On 21 October 2014 at 17:55, Greg Bellows <address@hidden> wrote:
> From: Fabian Aggeler <address@hidden>
>
> Make arm_current_el() return EL3 for secure PL1 and monitor mode.
> Increase MMU modes since mmu_index is directly inferred from arm_
> current_el(). Change assertion in arm_el_is_aa64() to allow EL3.

> -#define NB_MMU_MODES 2
> +#define NB_MMU_MODES 4

So this turns out not to quite be what we want.
A QEMU MMU mode index basically defines a (vaddr -> paddr,permissions)
mapping. This is similar to the ARM ARM concept of a "translation
regime", with the differences that:
 * the ARM ARM translation regimes may have split permissions,
   for user and privileged code, so we need two mmu_idx values
   for a translation regime that applies to both EL0 and EL1
 * stage 1 and stage 2 translations for a VA->IPA->PA lookup
   for an EL1/EL0 hypervisor guest are two different translation
   regimes, but for QEMU we can just cache the whole VA->PA
   and use a single mmu_idx. [We only need to separately do
   VA->IPA and IPA->VA for the "do this address translation"
   system instructions, which don't need to touch the TLB;
   a combined stage1+stage2 TLB is permitted by the architecture.]

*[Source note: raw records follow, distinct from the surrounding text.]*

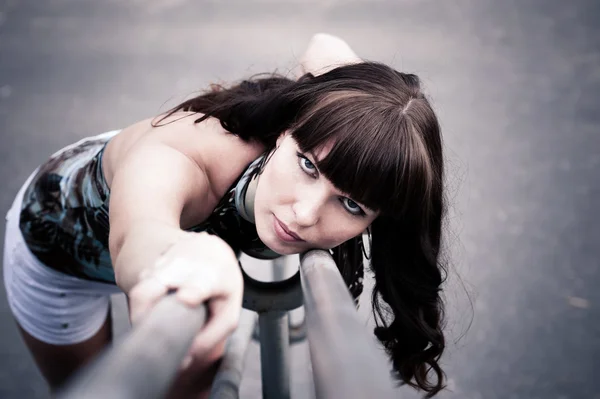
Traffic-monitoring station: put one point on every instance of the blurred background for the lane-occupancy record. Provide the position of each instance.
(516, 85)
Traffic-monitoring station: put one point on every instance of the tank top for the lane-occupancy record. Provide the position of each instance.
(64, 214)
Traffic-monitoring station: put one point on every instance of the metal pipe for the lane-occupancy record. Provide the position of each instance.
(346, 362)
(226, 384)
(274, 354)
(145, 363)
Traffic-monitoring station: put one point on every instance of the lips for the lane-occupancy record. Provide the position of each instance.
(284, 233)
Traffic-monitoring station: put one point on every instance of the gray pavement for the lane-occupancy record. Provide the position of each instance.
(516, 85)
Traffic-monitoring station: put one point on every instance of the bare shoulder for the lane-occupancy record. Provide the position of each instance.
(220, 154)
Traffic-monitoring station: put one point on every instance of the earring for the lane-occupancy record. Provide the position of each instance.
(362, 244)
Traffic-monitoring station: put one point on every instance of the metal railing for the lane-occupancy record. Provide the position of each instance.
(346, 362)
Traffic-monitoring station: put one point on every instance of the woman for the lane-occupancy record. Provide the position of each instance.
(270, 167)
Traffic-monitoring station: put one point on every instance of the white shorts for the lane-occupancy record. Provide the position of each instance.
(51, 306)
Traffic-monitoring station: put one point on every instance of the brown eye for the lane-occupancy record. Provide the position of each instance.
(306, 165)
(352, 206)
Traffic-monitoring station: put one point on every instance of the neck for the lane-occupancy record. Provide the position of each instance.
(249, 199)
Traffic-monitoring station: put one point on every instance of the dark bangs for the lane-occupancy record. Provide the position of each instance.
(376, 157)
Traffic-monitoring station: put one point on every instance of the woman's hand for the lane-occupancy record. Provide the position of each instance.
(326, 52)
(201, 267)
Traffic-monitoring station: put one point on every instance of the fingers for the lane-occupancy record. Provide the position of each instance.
(223, 322)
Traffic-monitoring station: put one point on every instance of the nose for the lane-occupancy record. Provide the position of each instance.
(307, 209)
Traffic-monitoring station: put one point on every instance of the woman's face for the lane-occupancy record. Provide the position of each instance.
(296, 208)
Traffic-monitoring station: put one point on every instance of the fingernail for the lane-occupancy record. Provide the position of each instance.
(187, 361)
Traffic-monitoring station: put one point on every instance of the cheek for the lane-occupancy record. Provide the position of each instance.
(338, 228)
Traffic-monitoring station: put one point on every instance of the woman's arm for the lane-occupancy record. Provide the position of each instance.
(150, 189)
(326, 52)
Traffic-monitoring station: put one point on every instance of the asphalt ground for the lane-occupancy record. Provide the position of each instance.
(516, 85)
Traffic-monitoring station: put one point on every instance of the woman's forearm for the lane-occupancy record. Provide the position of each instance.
(140, 248)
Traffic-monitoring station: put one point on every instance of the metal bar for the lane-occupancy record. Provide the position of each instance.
(144, 364)
(346, 362)
(274, 354)
(226, 384)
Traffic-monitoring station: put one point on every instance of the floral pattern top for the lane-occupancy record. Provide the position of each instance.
(64, 214)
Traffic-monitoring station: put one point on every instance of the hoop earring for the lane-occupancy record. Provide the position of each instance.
(266, 157)
(362, 244)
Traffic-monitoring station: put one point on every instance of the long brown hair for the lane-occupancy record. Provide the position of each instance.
(387, 154)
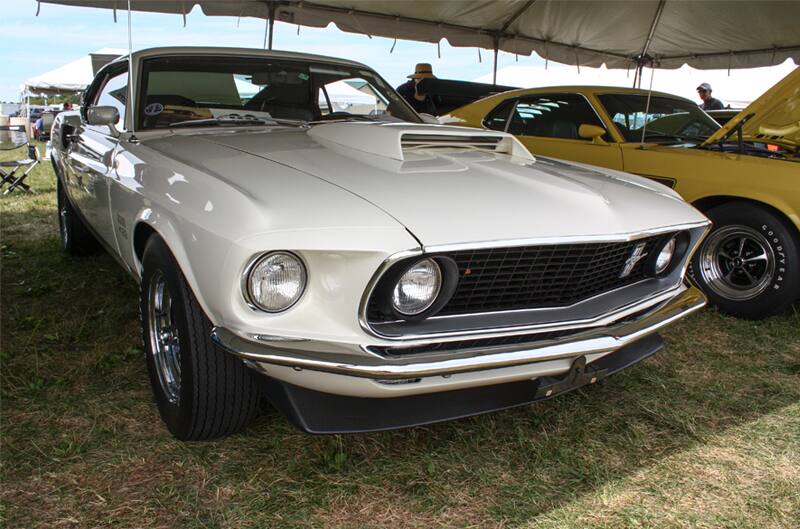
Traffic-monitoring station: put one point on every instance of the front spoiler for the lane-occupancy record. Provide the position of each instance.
(325, 413)
(595, 341)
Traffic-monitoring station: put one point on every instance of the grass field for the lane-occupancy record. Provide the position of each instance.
(705, 434)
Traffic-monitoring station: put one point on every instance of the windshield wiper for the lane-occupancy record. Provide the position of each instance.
(223, 120)
(342, 119)
(680, 137)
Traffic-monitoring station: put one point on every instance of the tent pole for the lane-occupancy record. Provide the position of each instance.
(494, 68)
(131, 92)
(271, 23)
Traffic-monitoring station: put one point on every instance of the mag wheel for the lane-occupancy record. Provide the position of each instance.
(202, 392)
(749, 264)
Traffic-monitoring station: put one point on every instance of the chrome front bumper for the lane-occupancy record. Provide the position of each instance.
(593, 343)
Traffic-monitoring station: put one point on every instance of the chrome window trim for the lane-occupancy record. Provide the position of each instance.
(599, 93)
(502, 331)
(517, 100)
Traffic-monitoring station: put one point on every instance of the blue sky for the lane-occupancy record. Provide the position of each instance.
(34, 45)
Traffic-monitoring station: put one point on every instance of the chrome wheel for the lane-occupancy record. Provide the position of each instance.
(163, 334)
(62, 224)
(737, 262)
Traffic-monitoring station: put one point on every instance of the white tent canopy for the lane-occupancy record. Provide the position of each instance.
(72, 77)
(736, 88)
(621, 34)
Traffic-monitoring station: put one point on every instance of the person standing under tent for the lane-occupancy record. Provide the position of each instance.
(408, 90)
(709, 103)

The translation regimes are:

If EL3 is 64-bit:
 * Secure EL3
 * Secure EL1 & EL0
 * NonSecure EL2
 * NonSecure EL1 & 0 stage 1
 * NonSecure EL1 & 0 stage 2
If EL3 is 32-bit:
 * Secure PL0 & PL1
 * NonSecure PL2
 * NonSecure PL1 & 0 stage 1
 * NonSecure PL1 & 0 stage 2
(reminder: for 32 bit EL3, Secure PL1 is *EL3*, not EL1.)

which we can give the following mmu indexes:

64 bit EL3:
 0 : NS EL0 stage 1+2
 1 : NS EL1 stage 1+2
 2 : NS EL2
 3 : S EL3
 4 : S EL0
 5 : S EL1

32 bit EL3:
 0 : NS EL0 (aka NS PL0) stage 1+2
 1 : NS EL1 (aka NS PL1) stage 1+2
 2 : NS EL2 (aka NS PL2)
 3 : S EL3 (aka S PL1)
 4 : S EL0 (aka S PL0)

Notice how they end up being the same, except that with a
64 bit EL3 we need an extra mmu index that 32 bit doesn't have.
They aren't simply "what is our current EL?", though as you
can see I've put them in an order that comes close.